Ansuz – Das Flüstern der Raben (1)
von Malene Sølvsten

Bewertet mit 5 Sternen

Ein rothaariges Mädchen. Ein verschneiter Wald. Ein Mann in heller Jacke und eine dünne Lederschnur, die sich langsam um den Hals des Mädchens zuzieht. Nacht für Nacht erwacht Anne schweißgebadet aus diesem immergleichen Albtraum, ohne je die Gesichter des Mannes oder des Mädchens sehen zu können und ohne Antwort auf die Frage, warum sich ausgerechnet dieser eine Traum ständig wiederholt. Denn sie hat zwar häufiger solche Visionen, in denen sie Ereignisse aus der Vergangeheit sieht, doch normalerweise durchlebt sie solche Szenen nur ein einziges Mal.

Dass einige Dinge gerade großen Veränderungen unterliegen, merkt Anne auch, als sie gleich am ersten Schultag zwei neue Freunde findet - sie, das Mädchen, das 17 Jahre lang Einzelgängerin war und immer von allen entweder angefeindet oder mindestens ignoriert wurde. Und als sich dann ganz in der Nähe einige Morde ereignen, die die Menschen in Angst und Schrecken versetzen, ist klar - das alles kann nicht bloß Zufall sein.

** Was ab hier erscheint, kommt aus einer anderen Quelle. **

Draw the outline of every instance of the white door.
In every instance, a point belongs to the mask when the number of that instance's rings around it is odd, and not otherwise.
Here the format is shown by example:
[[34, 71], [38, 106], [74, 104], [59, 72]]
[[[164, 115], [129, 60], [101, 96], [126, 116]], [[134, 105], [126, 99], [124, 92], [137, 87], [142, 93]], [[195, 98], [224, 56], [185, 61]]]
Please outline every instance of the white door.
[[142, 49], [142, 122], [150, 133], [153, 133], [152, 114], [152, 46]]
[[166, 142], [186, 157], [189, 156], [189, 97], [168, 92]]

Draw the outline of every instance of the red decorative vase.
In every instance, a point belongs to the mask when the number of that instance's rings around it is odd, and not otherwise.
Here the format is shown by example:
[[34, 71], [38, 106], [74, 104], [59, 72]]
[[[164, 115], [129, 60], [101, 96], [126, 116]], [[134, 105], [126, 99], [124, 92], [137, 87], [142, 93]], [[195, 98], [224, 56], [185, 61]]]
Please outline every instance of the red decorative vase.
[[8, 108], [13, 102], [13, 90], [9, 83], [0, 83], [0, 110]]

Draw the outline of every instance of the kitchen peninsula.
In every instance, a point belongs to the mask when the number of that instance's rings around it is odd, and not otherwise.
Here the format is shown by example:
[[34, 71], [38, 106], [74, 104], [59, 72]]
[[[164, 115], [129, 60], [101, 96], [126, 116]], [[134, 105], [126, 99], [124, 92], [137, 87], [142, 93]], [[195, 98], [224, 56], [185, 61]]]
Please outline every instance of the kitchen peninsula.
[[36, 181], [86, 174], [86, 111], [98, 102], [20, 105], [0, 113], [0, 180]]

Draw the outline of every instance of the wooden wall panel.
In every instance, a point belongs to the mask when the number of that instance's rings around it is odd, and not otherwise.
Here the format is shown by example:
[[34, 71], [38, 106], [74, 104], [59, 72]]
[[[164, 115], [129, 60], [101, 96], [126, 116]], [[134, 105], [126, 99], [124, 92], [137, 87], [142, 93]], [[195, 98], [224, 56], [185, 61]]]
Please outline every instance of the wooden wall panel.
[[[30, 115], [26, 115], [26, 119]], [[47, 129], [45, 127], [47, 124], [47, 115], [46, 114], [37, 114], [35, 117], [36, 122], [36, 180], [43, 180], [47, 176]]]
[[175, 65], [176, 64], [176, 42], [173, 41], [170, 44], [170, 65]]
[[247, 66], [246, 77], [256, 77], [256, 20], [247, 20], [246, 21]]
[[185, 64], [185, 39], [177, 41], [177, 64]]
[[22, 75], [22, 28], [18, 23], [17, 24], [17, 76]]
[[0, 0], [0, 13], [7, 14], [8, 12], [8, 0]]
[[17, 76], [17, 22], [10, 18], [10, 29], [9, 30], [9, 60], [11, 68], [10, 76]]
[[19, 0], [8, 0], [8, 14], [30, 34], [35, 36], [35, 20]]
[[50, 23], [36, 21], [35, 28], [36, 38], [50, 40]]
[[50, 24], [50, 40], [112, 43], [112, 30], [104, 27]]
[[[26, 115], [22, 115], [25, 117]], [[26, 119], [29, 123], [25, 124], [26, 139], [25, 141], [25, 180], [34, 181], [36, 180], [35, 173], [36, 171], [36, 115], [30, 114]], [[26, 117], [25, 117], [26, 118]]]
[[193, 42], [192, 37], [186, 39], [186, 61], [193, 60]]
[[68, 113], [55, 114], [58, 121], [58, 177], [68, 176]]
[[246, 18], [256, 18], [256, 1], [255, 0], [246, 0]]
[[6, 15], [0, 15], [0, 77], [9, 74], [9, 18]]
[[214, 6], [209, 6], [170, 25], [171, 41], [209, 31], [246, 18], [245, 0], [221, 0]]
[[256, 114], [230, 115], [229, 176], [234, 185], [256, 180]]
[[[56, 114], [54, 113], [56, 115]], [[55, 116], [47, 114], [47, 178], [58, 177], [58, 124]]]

Ohne dass sie recht weiß, wie ihr geschieht, findet Anne sich plötzlich mitten in einer Welt wieder, die direkt einem Lehrbuch zur nordischen Mythologie entnommen zu sein scheint. Aufgewachsen in einer ganzen Reihe an Pflegefamilien und Wohnheimen steht sie, die immer nur auf Ablehung gestoßen ist, mit einem Mal im Mittelpunkt der Aufmerksamkeit, und muss bald feststellen, dass ihre Unwissenheit sie in große Gefahr bringt.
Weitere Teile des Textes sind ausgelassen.